Borges imaginó que el paraíso debía de poseer la forma de una biblioteca bien nutrida. Su vida eran sus libros, sus demasiados libros, aun cuando leer no se cuente dentro de los intereses de millones de analfabetos (de analfabetos hasta con doctorado y todo). Sintió además que podía enorgullecerse de los libros que alguna vez leyó, antes de que sus ojos fueran socios de lo oscuro. Al autor de Fervor de Buenos Aires no le gustó lo que escribió ni cómo lo escribió. El suyo era un nivel de autocrítica elevado. Prefería a otros autores. Recomendaba que nos olvidáramos de él; nos sugirió que leamos a Thomas De Quincey, Robert Louis Stevenson, Charles Dickens. Rafael Cansinos-Asséns lo deslumbró con su mucha luz libresca. Y lo vio al sevillano como la encarnación de todas las bibliotecas del Viejo Continente.

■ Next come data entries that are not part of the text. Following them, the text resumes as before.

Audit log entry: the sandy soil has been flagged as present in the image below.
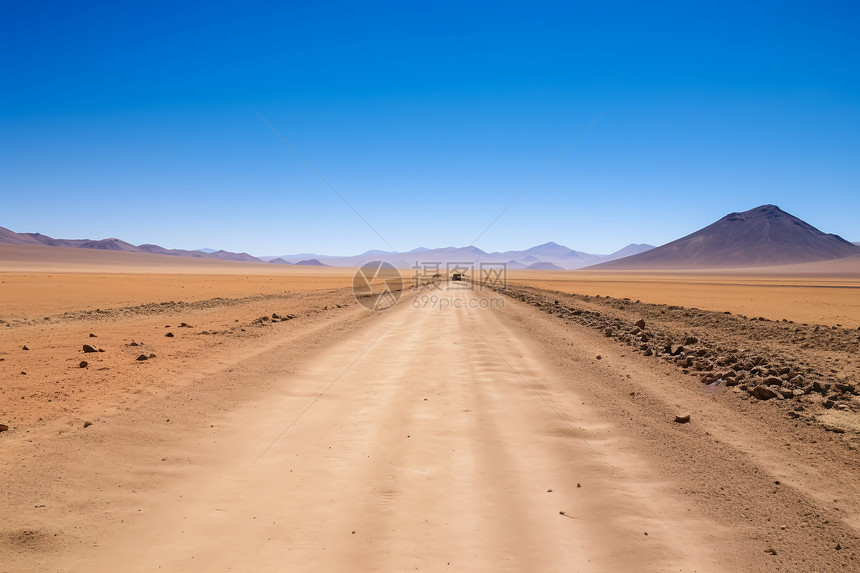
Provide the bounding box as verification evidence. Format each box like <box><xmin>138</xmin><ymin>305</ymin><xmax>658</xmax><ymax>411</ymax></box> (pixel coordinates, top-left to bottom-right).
<box><xmin>0</xmin><ymin>256</ymin><xmax>860</xmax><ymax>571</ymax></box>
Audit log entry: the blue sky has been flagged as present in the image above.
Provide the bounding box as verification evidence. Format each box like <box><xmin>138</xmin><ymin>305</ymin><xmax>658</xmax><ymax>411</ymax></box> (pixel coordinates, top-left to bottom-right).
<box><xmin>0</xmin><ymin>0</ymin><xmax>860</xmax><ymax>255</ymax></box>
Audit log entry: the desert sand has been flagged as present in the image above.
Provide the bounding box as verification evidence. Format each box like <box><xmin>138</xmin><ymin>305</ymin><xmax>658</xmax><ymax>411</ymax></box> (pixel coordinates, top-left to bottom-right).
<box><xmin>0</xmin><ymin>249</ymin><xmax>860</xmax><ymax>571</ymax></box>
<box><xmin>508</xmin><ymin>257</ymin><xmax>860</xmax><ymax>328</ymax></box>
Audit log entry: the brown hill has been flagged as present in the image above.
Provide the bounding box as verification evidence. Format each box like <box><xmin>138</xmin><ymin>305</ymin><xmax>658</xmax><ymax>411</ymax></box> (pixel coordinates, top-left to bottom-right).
<box><xmin>0</xmin><ymin>227</ymin><xmax>262</xmax><ymax>263</ymax></box>
<box><xmin>588</xmin><ymin>205</ymin><xmax>860</xmax><ymax>270</ymax></box>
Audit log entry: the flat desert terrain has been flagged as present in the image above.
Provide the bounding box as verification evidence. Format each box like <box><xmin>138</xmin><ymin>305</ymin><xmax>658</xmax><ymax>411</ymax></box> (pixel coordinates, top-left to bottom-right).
<box><xmin>0</xmin><ymin>246</ymin><xmax>860</xmax><ymax>572</ymax></box>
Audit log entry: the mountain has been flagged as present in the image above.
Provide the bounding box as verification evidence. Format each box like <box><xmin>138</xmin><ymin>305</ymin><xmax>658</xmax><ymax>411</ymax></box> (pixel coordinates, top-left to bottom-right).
<box><xmin>272</xmin><ymin>242</ymin><xmax>640</xmax><ymax>270</ymax></box>
<box><xmin>0</xmin><ymin>227</ymin><xmax>262</xmax><ymax>263</ymax></box>
<box><xmin>602</xmin><ymin>243</ymin><xmax>654</xmax><ymax>262</ymax></box>
<box><xmin>588</xmin><ymin>205</ymin><xmax>860</xmax><ymax>270</ymax></box>
<box><xmin>526</xmin><ymin>263</ymin><xmax>564</xmax><ymax>271</ymax></box>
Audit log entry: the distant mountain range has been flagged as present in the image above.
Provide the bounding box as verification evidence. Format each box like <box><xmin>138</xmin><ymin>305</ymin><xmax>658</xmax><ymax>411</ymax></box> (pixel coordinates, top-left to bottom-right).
<box><xmin>0</xmin><ymin>223</ymin><xmax>654</xmax><ymax>270</ymax></box>
<box><xmin>0</xmin><ymin>205</ymin><xmax>860</xmax><ymax>270</ymax></box>
<box><xmin>261</xmin><ymin>242</ymin><xmax>654</xmax><ymax>270</ymax></box>
<box><xmin>591</xmin><ymin>205</ymin><xmax>860</xmax><ymax>270</ymax></box>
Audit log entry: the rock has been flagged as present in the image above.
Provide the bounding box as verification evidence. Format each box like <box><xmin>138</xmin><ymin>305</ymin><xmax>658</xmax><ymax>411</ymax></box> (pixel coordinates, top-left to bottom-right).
<box><xmin>834</xmin><ymin>382</ymin><xmax>857</xmax><ymax>394</ymax></box>
<box><xmin>752</xmin><ymin>386</ymin><xmax>776</xmax><ymax>400</ymax></box>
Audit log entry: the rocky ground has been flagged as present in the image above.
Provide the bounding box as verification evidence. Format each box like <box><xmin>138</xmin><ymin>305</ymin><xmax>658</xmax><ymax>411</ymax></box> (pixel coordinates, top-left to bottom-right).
<box><xmin>490</xmin><ymin>285</ymin><xmax>860</xmax><ymax>436</ymax></box>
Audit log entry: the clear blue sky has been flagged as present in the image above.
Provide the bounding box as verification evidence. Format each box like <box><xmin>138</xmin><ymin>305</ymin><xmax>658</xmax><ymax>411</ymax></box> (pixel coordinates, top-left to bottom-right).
<box><xmin>0</xmin><ymin>0</ymin><xmax>860</xmax><ymax>255</ymax></box>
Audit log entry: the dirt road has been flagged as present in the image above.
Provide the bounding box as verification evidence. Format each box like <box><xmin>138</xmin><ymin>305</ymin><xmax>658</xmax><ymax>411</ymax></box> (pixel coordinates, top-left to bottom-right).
<box><xmin>20</xmin><ymin>293</ymin><xmax>719</xmax><ymax>571</ymax></box>
<box><xmin>0</xmin><ymin>291</ymin><xmax>860</xmax><ymax>571</ymax></box>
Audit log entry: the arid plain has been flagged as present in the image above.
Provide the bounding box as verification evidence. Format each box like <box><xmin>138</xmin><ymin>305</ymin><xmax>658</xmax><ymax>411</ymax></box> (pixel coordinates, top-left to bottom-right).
<box><xmin>0</xmin><ymin>245</ymin><xmax>860</xmax><ymax>572</ymax></box>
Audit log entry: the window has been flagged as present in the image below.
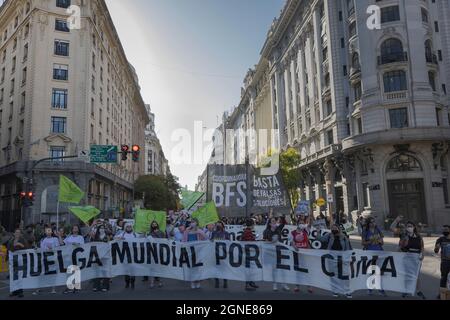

En cierta ocasión, durante una de esas conversaciones similares a las que sucedían en el Monte Olimpo, cuenta Jorge Luis Borges que le preguntó a Rafael Reyes por qué publicamos, a lo que el autor mexicano le respondió que publicamos para no pasarnos la vida corrigiendo. El erudito bonaerense no publicó una novela memorable, acaso porque se pasó la vida puliéndola en su memoria justa. O porque no quiso exponer carne en la parrilla de la crítica cavernícola. O porque seguramente acató a pies juntillas la recomendación de su padre, en el sentido de que escribiera mucho, rompiera casi todo y, sobre todo, no se apresurara a publicar.
Borges supo todos los trucos con los que la literatura postula la recreación del cosmos. Se divirtió cantidad jugando con los artificios de la magia literaria y a continuación los despreció. A propósito del autor de la Historia de la eternidad se ha declarado de todo. Por ejemplo, que es un dinosaurio político. Sí pero no: lo de posponer las elecciones durante doscientos años y lo de proponer un gobierno meramente municipal vale la pena analizarlo y, si es preciso, considerarlo.
Hubo quien escribió un prólogo para afirmar que Jorge Luis Borges es tal vez en lengua castellana el único autor a quien el Premio Nobel de Literatura no lo merece. A no dudar, yo me adhiero a esa opinión en su conjunto. El capricho rencoroso de los referees de otras latitudes no es digno de aprecio. Tampoco estoy convencido de que los premios y autoelogios curen la depresión de los que fracasan al triunfar. Es un contrasentido consagrar la vida a la persecución del éxito. Además, Borges descreyó del fracaso y del éxito. Y a despecho del Premio Nobel de Literatura secuestrado, los cuentos y poemas borgianos siguen escribiéndose en la memoria de las gentes.